GEMA vs. Musikpiraten again and again

Von Daniel • 24.09.2012

GEMA vs Musikpiraten

Das scheint mittlerweile ein Hobby des Vereins zu sein den Musikpiraten ordentlich an den Karren zu pissen. Erst vor kurzem wurde der neue Free! Music! Sampler veröffentlicht auf dem auch ich ein Stück beisteuere. Obwohl alle Künstler CC-Künstler sind versucht die GEMA über die sogenannte GEMA-Vermutung Gebühren zu kassieren.

Einer der Punkte am Verein, die ich definitiv novelierungspflichtig finde. Der Grundsatz “In dubio pro reo” wird an dieser Stelle ausgehebelt und es heißt dann im Zweifel immer für den Kläger, nämlich die GEMA selbst. WTF?!

Diesmal trifft es u.a. auch den Künstler Tapete. In der Pressemitteilung heißt es dazu:

“Der neben Texasradiofish vermutlich bekanntesten »Problemfall« ist der Berliner Rapper Tapete, der erst vor wenigen Wochen in der taz ausführlich erklärte, warum er kein GEMA-Mitglied ist. Tapete ließ seinen Künstlernamen amtlich in seinem Personalausweis eintragen und benutzt ihn seitdem überall – von der Bahncard bis hin zur EC-Karte, auf jedem Dokument ist nur noch »Tapete« zu finden. Dennoch kein Grund für die GEMA, nicht pauschal Geld für den Song »Von Freiheit nicht genug« zu verlangen.

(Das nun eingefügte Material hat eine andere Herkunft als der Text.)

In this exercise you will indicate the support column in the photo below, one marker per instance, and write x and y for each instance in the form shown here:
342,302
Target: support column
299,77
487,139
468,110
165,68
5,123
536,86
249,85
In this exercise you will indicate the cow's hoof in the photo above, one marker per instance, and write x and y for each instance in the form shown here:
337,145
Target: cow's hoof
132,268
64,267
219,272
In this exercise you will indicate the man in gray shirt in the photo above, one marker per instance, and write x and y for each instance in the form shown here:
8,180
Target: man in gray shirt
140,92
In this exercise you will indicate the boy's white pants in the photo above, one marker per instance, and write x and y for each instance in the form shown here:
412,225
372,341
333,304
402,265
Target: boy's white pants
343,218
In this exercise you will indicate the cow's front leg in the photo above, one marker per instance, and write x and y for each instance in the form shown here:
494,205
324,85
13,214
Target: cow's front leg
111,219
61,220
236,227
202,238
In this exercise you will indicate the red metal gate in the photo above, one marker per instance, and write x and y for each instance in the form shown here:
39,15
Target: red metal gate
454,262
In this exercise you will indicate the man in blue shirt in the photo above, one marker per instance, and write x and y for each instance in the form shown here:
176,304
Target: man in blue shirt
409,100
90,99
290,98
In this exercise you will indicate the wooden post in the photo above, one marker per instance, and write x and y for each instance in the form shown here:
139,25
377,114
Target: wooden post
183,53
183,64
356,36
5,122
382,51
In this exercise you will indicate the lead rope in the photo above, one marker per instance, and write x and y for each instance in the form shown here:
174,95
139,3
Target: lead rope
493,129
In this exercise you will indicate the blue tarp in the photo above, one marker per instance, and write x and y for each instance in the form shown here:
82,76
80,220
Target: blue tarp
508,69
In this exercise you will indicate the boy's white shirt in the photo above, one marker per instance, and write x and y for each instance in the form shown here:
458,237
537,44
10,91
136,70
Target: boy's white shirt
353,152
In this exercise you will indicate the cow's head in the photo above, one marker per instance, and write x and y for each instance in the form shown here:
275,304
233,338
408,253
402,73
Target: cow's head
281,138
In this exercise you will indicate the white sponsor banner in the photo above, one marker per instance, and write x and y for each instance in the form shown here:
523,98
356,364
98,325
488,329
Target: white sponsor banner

Tapete ist davon natürlich wenig begeistert. Ausgerechnet der GEMA soll er seinen bürgerlichen Namen verraten? Er stellt sich quer: »Die GEMA wird meine Adresse und meinen bürgerlichen Namen nur mit klassischer Detektivarbeit herausfinden können. Ich bin kein Mitglied und profitiere nicht von den vielfach beschworenen Vorteilen dieses Vereins, und trotzdem soll ich immer wieder meine kostbare Zeit dafür aufwenden, dies zu beweisen?«

Mit der GEMA will Tapete nichts zu tun haben. Aus diesem Grund ist er schließlich dort nicht Mitglied geworden. Er möchte nicht ständig Rechenschaft für sein künstlerisches Handeln ablegen müssen. Seine Forderung ist, dass die GEMA sich vor allen GEMA-freien Musikschaffenden rechtfertigt, die ständig irgendwelche GEMA-Listen ausfüllen müssen, damit Veranstalter oder Samplerproduzenten keinen »auf den Deckel bekommen«.”

Übrigens gibt es mittlerweile eine Petition gegen die GEMA-Vermutung. Zu Recht!

(via ronny)



Ein Trackback »

    2 Kommentare »

  • Sin Ed via Facebook schreibt am 24. September 2012 um 15:08

    Schier wahllos greift die GEMA an!was mich stutzig macht ist,dass die doch ganz genau wissen,wer zu Ihren Künstlern gehört und wer nicht….

  • Matt Pur via Facebook schreibt am 24. September 2012 um 15:48

    Ob die Gema sich dann irgendwann selbst verklagt?!